ずさんな時代考証 | ヴァイオリン技術者の弦楽器研究ノート

ヴァイオリン技術者の弦楽器研究ノート

クラシックの本場ヨーロッパで職人として働いている技術者の視点で弦楽器をこっそり解明していきます。

こんにちはガリッポです。

市営劇場は長期間休みでしたが、例年通り夏休みにメンテナンスをしている人たちの楽器も入ってきています。修理代は国立のオーケストラに比べて気前が良いとは言えませんが一応予算はあります。手続きはめんどくさいものの費用として認められます。

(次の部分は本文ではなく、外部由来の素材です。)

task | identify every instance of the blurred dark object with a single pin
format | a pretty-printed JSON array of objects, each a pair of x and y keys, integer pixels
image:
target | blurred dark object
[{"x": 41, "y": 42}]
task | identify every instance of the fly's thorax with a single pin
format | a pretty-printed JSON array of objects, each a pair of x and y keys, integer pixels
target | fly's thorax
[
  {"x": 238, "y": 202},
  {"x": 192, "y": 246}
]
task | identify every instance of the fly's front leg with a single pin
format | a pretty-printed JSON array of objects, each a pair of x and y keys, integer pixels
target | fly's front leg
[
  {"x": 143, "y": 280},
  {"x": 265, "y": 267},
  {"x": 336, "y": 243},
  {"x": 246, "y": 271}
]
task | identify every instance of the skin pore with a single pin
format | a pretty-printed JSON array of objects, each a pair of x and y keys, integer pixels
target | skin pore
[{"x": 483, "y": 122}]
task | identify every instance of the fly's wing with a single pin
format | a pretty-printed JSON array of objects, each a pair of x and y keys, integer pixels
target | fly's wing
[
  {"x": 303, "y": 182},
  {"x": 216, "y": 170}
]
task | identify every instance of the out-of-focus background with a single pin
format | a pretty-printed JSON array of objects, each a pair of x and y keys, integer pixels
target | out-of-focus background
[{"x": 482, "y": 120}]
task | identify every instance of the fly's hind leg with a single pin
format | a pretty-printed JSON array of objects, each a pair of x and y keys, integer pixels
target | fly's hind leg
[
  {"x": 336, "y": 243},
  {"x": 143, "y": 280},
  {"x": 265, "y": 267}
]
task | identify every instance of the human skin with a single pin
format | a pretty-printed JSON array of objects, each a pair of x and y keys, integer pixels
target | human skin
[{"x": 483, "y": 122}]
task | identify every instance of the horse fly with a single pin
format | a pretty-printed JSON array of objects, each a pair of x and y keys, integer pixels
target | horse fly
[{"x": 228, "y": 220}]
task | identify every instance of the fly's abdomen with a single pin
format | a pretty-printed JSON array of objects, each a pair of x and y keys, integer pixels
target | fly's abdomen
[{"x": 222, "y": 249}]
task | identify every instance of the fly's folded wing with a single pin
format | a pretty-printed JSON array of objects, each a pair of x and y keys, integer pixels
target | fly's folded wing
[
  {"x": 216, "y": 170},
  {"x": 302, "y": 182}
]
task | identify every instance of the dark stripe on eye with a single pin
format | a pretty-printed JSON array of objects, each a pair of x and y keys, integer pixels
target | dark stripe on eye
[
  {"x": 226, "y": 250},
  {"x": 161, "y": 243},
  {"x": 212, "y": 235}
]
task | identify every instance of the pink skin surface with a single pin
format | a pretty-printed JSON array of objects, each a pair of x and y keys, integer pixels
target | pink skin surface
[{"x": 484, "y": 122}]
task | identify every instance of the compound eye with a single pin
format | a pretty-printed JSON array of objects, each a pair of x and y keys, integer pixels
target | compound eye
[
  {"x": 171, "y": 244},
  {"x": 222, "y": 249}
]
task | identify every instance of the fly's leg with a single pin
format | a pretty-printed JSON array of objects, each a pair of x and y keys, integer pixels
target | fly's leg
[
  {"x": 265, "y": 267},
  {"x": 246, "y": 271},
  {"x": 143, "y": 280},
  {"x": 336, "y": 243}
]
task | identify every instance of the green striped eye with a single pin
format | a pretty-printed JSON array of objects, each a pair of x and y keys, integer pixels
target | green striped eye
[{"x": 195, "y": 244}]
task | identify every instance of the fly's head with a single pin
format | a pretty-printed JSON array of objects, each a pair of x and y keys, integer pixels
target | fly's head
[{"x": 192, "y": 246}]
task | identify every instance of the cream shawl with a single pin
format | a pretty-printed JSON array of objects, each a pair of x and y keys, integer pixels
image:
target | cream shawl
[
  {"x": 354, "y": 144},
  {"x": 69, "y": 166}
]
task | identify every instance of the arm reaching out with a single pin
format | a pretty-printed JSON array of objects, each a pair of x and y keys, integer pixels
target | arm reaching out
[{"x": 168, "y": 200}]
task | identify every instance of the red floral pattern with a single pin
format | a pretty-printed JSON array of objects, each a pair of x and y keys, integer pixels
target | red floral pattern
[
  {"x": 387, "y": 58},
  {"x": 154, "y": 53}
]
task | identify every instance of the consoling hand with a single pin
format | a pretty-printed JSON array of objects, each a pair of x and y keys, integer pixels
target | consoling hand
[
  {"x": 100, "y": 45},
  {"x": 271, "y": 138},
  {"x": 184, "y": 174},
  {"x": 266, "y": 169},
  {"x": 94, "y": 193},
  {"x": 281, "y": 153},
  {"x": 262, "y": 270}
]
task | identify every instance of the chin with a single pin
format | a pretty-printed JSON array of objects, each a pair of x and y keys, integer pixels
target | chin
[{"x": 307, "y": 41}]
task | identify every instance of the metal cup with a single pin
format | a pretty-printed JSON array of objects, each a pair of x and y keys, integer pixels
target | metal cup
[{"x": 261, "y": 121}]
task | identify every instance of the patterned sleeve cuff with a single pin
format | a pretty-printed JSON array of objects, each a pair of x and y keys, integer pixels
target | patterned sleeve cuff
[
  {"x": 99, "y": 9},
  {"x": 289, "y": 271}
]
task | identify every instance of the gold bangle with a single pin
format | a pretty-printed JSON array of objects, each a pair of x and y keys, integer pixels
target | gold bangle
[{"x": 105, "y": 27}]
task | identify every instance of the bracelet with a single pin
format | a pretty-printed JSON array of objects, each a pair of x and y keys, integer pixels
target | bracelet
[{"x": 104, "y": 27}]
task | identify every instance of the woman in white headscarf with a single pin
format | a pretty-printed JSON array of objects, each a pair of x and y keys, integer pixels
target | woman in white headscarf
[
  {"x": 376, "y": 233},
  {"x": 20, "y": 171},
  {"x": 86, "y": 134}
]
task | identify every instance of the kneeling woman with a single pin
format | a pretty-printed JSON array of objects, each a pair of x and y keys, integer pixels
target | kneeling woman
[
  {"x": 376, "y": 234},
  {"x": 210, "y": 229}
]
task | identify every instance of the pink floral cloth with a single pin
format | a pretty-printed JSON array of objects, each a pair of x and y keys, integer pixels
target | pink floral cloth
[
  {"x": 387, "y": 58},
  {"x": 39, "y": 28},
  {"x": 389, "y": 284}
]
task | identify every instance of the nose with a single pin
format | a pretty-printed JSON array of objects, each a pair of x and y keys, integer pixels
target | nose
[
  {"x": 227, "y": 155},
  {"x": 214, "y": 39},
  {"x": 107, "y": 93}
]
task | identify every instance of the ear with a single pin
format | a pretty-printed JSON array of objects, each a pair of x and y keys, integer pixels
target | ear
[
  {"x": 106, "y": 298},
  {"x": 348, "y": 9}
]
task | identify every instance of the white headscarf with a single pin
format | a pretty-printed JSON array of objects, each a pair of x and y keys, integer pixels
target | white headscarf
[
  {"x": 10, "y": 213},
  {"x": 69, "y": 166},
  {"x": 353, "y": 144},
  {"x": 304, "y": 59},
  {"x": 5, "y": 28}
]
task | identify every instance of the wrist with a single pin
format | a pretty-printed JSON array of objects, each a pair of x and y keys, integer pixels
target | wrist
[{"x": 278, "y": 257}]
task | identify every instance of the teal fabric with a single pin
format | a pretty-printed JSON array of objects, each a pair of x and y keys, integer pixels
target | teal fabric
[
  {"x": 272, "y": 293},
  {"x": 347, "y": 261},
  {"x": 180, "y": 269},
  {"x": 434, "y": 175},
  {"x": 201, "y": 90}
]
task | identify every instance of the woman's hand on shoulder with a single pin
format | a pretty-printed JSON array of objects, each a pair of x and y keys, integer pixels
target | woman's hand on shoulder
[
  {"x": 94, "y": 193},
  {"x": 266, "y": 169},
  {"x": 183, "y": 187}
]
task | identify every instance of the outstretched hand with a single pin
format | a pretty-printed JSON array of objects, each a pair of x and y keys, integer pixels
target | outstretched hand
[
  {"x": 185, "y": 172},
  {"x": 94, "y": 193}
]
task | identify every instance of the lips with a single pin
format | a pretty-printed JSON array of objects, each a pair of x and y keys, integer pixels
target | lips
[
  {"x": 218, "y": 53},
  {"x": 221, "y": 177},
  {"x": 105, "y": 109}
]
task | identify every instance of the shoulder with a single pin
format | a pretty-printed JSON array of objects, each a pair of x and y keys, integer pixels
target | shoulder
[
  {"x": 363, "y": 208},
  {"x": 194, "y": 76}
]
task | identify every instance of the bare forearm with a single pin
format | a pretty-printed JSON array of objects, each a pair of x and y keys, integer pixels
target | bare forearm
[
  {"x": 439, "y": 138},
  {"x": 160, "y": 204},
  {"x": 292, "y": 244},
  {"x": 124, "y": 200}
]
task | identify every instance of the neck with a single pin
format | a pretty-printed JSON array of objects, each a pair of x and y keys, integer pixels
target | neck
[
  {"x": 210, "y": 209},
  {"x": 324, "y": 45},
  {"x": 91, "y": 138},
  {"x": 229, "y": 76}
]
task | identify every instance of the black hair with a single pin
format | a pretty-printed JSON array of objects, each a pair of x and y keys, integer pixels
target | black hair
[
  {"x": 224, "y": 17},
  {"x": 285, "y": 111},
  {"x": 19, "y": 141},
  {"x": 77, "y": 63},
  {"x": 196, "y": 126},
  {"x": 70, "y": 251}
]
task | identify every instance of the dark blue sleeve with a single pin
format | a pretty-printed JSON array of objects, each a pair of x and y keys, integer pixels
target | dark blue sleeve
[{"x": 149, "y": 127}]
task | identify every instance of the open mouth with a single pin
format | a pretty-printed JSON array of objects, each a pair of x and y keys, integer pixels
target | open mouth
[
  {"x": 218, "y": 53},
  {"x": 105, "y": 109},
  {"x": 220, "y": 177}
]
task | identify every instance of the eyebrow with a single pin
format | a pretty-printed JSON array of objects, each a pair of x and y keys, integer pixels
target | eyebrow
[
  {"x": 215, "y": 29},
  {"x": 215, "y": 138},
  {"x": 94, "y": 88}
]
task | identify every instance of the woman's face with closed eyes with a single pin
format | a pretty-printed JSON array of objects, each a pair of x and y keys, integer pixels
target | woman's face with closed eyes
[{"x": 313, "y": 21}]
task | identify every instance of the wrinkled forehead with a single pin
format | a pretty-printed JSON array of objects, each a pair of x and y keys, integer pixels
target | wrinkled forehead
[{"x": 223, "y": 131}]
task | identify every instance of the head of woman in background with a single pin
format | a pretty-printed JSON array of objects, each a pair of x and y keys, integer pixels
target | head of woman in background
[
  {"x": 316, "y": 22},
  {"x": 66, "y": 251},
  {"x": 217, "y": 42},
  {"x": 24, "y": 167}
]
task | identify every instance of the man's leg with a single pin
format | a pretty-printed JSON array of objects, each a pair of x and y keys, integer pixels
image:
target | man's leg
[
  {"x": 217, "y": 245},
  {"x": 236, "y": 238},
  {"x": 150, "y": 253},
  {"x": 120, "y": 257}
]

こちらも納税者としては気を使って大掛かりな修理は避けるのですが、簡単なメンテナンスで済ませているといずれは必要になります。指板が薄くなっていてそろそろ限界に近いです。指板交換をすれば同時に駒の交換も必要になります。

そのビオラです。


ニューヨークで現代に作られたものです。ラベルには作者の名前とともにG・グランチーノのモデルと書かれています。

ニューヨークの職人の楽器と聞けばどんなイメージをお持ちでしょうか?私はほとんど何も知りませんが、ニューヨークという場所が世界でももっとも繁栄した国の中心都市であることは誰もが知っていることでしょう。世界一の都です。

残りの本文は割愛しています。